Бровь ползет вверх, слух не радует дрожь чужого голоса, что должен бы биться в истерике, хаотично размышляя как спасти свою шкуру. "Отрадно, не теряет самообладания." Не будь воровкой, она бы больше пришлась ему по вкусу, их не разделяла бы условная черта, которую словно пером провели между добром и злом. Элегантность движений легко могла гипнотизировать слабые умы, её медлительность будто бы рассчитана, один из козырей она сама? Со многими эта партия была бы разыграна идеально, победоносно. А он - каменный истока, будто и не интересующийся этой скользящей в воздухе змеиной плавностью. Тяжело сдержать напряженный вздох, этот раунд он отдаёт ей, ведь купился, но просто взрослее и сдержаннее многих.

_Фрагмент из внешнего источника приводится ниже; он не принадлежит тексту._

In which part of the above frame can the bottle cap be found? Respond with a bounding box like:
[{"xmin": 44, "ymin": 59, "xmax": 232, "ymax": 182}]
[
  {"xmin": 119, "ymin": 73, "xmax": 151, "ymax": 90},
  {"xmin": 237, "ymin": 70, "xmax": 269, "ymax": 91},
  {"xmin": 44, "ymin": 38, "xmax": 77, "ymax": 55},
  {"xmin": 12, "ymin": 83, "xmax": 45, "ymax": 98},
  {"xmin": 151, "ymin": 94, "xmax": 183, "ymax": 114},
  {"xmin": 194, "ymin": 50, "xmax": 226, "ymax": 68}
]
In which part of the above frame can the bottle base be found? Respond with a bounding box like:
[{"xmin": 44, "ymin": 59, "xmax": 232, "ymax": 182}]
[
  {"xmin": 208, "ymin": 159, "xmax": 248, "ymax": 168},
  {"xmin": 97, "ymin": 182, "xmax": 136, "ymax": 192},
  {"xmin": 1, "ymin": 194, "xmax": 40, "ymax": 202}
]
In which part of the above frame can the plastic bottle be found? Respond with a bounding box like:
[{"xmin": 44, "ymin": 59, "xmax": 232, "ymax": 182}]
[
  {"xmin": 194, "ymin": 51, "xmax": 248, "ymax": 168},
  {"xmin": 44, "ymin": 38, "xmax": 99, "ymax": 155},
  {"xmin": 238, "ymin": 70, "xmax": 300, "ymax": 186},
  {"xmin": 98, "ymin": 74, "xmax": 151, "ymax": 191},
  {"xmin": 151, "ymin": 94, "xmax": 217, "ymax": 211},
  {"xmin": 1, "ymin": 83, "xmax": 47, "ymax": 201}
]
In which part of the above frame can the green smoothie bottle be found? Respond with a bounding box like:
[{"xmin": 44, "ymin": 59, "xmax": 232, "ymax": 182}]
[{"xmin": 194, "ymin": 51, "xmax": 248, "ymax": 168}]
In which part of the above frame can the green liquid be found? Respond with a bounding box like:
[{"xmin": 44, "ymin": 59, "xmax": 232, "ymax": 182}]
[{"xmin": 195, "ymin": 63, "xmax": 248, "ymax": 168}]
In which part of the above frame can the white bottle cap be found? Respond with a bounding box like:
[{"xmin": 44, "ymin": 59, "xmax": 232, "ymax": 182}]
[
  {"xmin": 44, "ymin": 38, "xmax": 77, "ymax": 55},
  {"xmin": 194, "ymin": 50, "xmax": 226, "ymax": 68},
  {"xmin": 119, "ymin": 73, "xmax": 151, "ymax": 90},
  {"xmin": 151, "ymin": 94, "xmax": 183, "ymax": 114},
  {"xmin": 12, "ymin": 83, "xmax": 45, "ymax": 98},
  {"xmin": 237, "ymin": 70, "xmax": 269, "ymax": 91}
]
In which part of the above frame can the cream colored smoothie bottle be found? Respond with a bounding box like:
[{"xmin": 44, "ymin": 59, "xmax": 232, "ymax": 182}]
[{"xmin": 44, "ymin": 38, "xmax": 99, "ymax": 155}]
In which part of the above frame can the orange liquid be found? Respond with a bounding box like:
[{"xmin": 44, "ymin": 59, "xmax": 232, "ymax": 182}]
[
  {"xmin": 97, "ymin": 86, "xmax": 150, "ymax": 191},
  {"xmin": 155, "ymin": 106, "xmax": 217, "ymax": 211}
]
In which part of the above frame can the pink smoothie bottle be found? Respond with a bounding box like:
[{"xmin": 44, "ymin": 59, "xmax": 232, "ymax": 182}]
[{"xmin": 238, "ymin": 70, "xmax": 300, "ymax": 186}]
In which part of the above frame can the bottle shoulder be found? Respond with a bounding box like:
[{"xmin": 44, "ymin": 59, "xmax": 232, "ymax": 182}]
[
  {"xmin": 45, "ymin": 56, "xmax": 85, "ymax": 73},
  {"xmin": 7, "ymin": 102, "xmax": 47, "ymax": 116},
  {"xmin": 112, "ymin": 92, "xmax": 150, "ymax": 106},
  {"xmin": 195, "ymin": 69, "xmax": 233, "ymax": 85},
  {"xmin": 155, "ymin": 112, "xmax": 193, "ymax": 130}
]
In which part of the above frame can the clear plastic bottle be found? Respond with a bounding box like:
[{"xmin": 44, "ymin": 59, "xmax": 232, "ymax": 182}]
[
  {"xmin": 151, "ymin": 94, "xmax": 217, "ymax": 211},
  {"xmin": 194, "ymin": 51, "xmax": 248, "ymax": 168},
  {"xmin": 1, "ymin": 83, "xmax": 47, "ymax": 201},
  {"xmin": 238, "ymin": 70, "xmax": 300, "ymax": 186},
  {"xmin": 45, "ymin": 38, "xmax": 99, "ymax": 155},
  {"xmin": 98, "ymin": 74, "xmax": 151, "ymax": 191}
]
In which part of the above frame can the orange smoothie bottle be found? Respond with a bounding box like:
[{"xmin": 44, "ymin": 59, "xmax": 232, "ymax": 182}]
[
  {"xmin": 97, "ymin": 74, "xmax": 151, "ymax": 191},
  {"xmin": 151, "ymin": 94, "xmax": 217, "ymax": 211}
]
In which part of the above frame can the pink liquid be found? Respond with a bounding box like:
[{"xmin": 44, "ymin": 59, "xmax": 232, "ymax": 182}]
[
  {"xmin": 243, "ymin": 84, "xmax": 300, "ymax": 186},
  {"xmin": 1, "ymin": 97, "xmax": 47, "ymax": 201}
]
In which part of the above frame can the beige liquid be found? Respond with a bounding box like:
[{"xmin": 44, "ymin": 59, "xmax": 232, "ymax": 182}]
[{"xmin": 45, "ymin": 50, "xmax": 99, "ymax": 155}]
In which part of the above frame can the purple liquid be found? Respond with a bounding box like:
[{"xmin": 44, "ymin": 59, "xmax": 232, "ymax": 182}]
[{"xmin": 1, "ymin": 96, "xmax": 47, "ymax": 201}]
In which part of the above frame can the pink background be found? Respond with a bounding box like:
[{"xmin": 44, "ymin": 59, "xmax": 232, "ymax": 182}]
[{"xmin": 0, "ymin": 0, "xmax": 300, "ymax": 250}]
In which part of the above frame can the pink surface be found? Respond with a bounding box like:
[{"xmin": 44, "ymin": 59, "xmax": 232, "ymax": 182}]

Папка на полу, записи, фото, листки с экспертизами и заключениями разбросаны по полу, словно праздничные конфетти. Но он не видит этого, лишь слышит шорох, вперив взгляд в медленно поворачивающееся к нему лицо. Медлит, очередная игра или же, просто собиралась с мыслями, растягивает момент, когда наконец взглянет в лицо тому, кто разгадал её коварный план, прежде чем она смогла поставить точку, оставив на прощание одураченным законникам лишь пустоту и разваленное дело.
Ее шаги вызывают приступ недоверия, железо следит, готовое сплюнуть в неё свой смертоносный груз. - Я не из любопытных. - кратко, почти что холодно, в нём словно бы и нет слабых мест, за которые можно было бы зацепиться.- Достаточно. - трудно понять, это ответ или попытка прекратить разговор. Взгляд в глаза, тяжелый воздух давил, наэлектризованный напряжением. Красивое лицо, острый и цепкий взгляд, ни капли испуга, ни намека на панику. И все тот же голос, он ласкал его слух своей твёрдостью. Она не признает поражения, в ней вызов, который он обязан принять. Но как всегда, Охотник сделает все по своему.
На вопросы он отвечает ухмылкой, покой с лица стирается, эмоция его ей подарок, его признание равности своего оппонента. - С самого начала. - голос словно теплеет, оживая каменная статуя правда все еще остаётся камнем, способным привлечь внимание всего участка, когда эхо выстрела от попытки сделать хоть одно неловкое движение разнесется по коридорами, пусть и приглушённое клеткой из стен, в которой они оказались заперты вместе. - А теперь, медленно повернись к столу и положи на него свои руки, расставь ноги. И тогда, быть может, мы поговорим более конструктивно. - Охотник делает шаг назад, кивая на письменный стол, стоявший рядом с ними. Он держит дистанцию, не отводя взгляда, ему не нужно смотреть, куда ступать, он знает все помещения наизусть, это его территория, его охотничьи угодья. И, если позволит случай, сегодня он снова окажется больше удачливым хищником, чем его визави.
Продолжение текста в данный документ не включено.